All of the southern Bay Area needs serious redrawing because the chopping up does not stop with ethnic neighborhoods. For 60 years, Santa Cruz has been united with the Silicon Valley area of Santa Clara County, which are connected via Highway 17. But under the Commission plan, Santa Cruz runs down the coast in a Senate district that goes all the way to Lompoc. The district is unconstitutional since it violates both contiguity
and compactness, held together by Big Sur, one hundred miles of coastline with no people, not to mention no communities of interest. People in Santa Cruz work and shop in Silicon Valley, not in Lompoc. Should not the Commission look at where people live and work in forming these districts?

Exhibit two is Los Angeles. Mr. Vargas complains rightly about the Commission’s preference for uniting wealthy areas with working class area in ways that dilute Latino opportunities. They do this all throughout Southern California, and a good example is the new Congressional District that runs from Pasadena to Diamond Bar, communities that have never been in the same district. The incumbent in this area is Congresswoman Judy Chu, an Asian American, who took the former Latino seat held by Hilda Solis when she became Labor Secretary in 2009.

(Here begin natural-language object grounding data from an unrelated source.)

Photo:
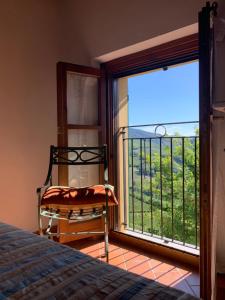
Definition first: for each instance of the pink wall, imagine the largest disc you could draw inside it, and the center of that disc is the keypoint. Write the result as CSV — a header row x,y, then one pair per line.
x,y
35,34
29,50
98,27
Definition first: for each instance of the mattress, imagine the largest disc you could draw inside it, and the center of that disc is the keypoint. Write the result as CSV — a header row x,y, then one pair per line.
x,y
33,267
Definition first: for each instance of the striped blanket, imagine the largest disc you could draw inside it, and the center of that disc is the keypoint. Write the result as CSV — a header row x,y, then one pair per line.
x,y
32,267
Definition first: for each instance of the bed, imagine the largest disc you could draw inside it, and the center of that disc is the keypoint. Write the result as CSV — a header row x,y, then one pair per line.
x,y
33,267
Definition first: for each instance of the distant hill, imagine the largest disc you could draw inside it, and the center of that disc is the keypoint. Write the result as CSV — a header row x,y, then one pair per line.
x,y
138,133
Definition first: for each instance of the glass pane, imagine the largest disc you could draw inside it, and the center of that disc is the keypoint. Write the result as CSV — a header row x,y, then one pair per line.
x,y
82,99
80,176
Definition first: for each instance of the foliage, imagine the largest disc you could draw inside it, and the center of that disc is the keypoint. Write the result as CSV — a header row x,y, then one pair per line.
x,y
164,185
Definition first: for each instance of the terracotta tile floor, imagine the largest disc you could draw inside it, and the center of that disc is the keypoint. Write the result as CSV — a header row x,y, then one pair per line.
x,y
150,266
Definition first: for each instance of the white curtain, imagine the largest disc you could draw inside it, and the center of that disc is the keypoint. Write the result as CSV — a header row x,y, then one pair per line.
x,y
82,109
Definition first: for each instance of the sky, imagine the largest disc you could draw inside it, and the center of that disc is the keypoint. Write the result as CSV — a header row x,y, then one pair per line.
x,y
164,96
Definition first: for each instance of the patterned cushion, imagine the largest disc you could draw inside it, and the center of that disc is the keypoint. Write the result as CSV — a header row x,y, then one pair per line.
x,y
77,196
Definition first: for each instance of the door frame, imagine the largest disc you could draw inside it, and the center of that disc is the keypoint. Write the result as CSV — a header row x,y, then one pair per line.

The district was historically Latino and Chu won it fair and square in 2009 and held it easily in 2010. But the Commission decided it needed to destroy the Latino base of this seat and unite disparate Asian American communities into a crazy quilt gerrymander that runs around Latino neighborhoods. What criteria tells this Commission it must dilute Latinos because a Latino district has an Asian American incumbent?

Perhaps most disturbing in Los Angeles is the lack of any sense of history in forming the Latino districts. The Commission is not supposed to consider incumbent homes in drawing the districts, but they should consider the historical minority areas. Their plan combines the current districts held by Congresswoman Lucille Roybal Allard and Congressman Xavier Becerra. These are senior members of Congress, so by combining their districts not only do they weaken California’s clout in Congress, they gravely weaken Latino clout in Congress. Does that make any sense?

Congresswoman Roybal Allard is the daughter of the legendary Latino political pioneer Edward Roybal, the first Latino elected to major office in Los Angeles County, more than sixty years ago, and the first California Latino member of Congress, elected in 1962. The Almanac of American Politics describes this district very well: “An emblem of the entry level Latino neighborhoods of the nation’s second largest city, the places where many immigrants come to find a cheap place to live, doubling and tripling up with other families.” The district also includes Boyle Heights, “once an entry level of Irish and Jewish immigrants.”

This embryo from which grew Latino political power in Southern California no longer exists in the Commission’s plan. It is no wonder that one analysis circulating these days shows that number of heavily Latino “majority-minority” legislative and Congressional districts actually decreases under their plan. That is an incredible accomplishment, and one this Commission should not be proud of.